Pada usia dua puluh tahun, Lie fasih berbahasa Sunda dan bahasa Melayu; ia juga fasih berbicara dalam bahasa Belanda, suatu hal yang jarang untuk etnis Tionghoa pada waktu itu.[10] Lie assisted van der Linden di sekolah misionaris, dan pada pertengahan 1870an, ia mengoperasikan sebuah sekolah umum untuk anak-anak Tionghoa yang miskin. Ia juga bekerja pada tempat percetakan milik misionaris, Zending Press, dengan gaji empat puluh gulden per bulan sementara ia menjabat sebagai penyunting dua majalah keagamaan, mingguan berbahasa Belanda De Opwekker dan dwiminggu berbahasa Melayu Bintang Djohor.[11] Ia menikahi Oey Pek Nio, yang berjarak tujuh tahun, pada 1876.[12]

 
Sampul Sair Tjerita Siti Akbari, syair pertama yang diterbitkan oleh Lie

Anak tersebut wafat pada 1886.[13] Lie menerbitkan buku pertamanya pada 1884. Dua diantaranya, Kitab Edja dan Sobat Anak-Anak, diterbitkan oleh Zending Press.

Ia juga menulis karya opini di berbagai surat kabar, termasuk Bintang Betawi dan Domingoe.[14]

Yang terakhir adalah novel pertamanya, Tjhit Liap Seng.[15] Novel tersebut menceritakan tentang sekelompok orang terdidik di daratan utama Tiongkok, Tjhit Liap Seng yang dianggap sebagai novel Tionghoa Melayu pertama.[16]

Lie melanjutkan penerbitan 5 novel yang berlatar belakang Tiongkok sampai 1887. Beberapa kisahnya berdasarkan pada cerita-cerita Tiongkok yang diceritakan oleh teman-temannya yang dapat berbicara dalam bahasa Mandarin.[17]

Tiong Hoa Hwe Koan, penerjemahan, dan kematian

Pada tahun 1890, Lie mulai bekerja di sawah yang dioperasikan oleh temannya Tan Wie Siong sebagai seorang petinggi

Pada tahun berikutnya, ia menikahi Tan Sioe Nio, juniornya yang berumur dua puluh tahun.

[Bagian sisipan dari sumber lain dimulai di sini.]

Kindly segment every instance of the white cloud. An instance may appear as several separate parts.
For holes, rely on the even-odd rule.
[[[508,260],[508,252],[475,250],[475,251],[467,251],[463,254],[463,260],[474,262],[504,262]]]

Ia mendorong Lie agar kembali melakukan penerjemahan, bahasa Belanda ke bahasa Melayu atau sebaliknya. Terkadang ia menerjemahkan surat tanah atau dokumen sah lainnya. Di lain waktu, ia menerjemahkan karya-karya sastra.[18] Karya-karya tersebut meliputi De Graaf de Monte Cristo, sebuah terjemahan dari Le Comte de Monte-Cristo pada tahun 1894 karya Alexandre Dumas, yang ia selesaikan dalam kerjasamanya dengan jurnalis Indo F. Wiggers.[15]

 
Bekas teman sekolah Lieyang bernama Phoa Keng Hek, salah satu pendiri Tiong Hoa Hwe Koan

Dengan sembilan belas orang beretnis Tionghoa lainnya, termasuk bekas teman sekolah-nya yang bernama Phoa Keng Hek, Lie adalah seorang pembentukan keanggotaan sistem sekolah dan organisasi sosial Tiong Hoa Hwe Koan (THHK) pada tahun 1900.[19] Berusaha untuk memperjuangkan hak asasi etnis Tionghoa pada waktu itu ketika mereka dianggap sebagai warga kelas dua[b] dan menetapkan standardisasi pendidikan formal kepada para pelajar beretnis Tionghoa dimana Belanda tidak melakukannya, organisasi tersebut berdasarkan pada pengajaran Konghucu dan sekolah-sekolah yang terbuka untuk laki-laki dan perempuan. THHK bergerak cepat dan masuk ke dalam bidang-bidang yang berbeda, dan Lie membantu pembentukan kelompok debat, kelompok olahraga, dan acara amal dan konser.[20] Dari 1903 sampai 1904 Lie menjadi anggota pada badan tersebut, utamanya bertugas sebagai bendaharanya.[21]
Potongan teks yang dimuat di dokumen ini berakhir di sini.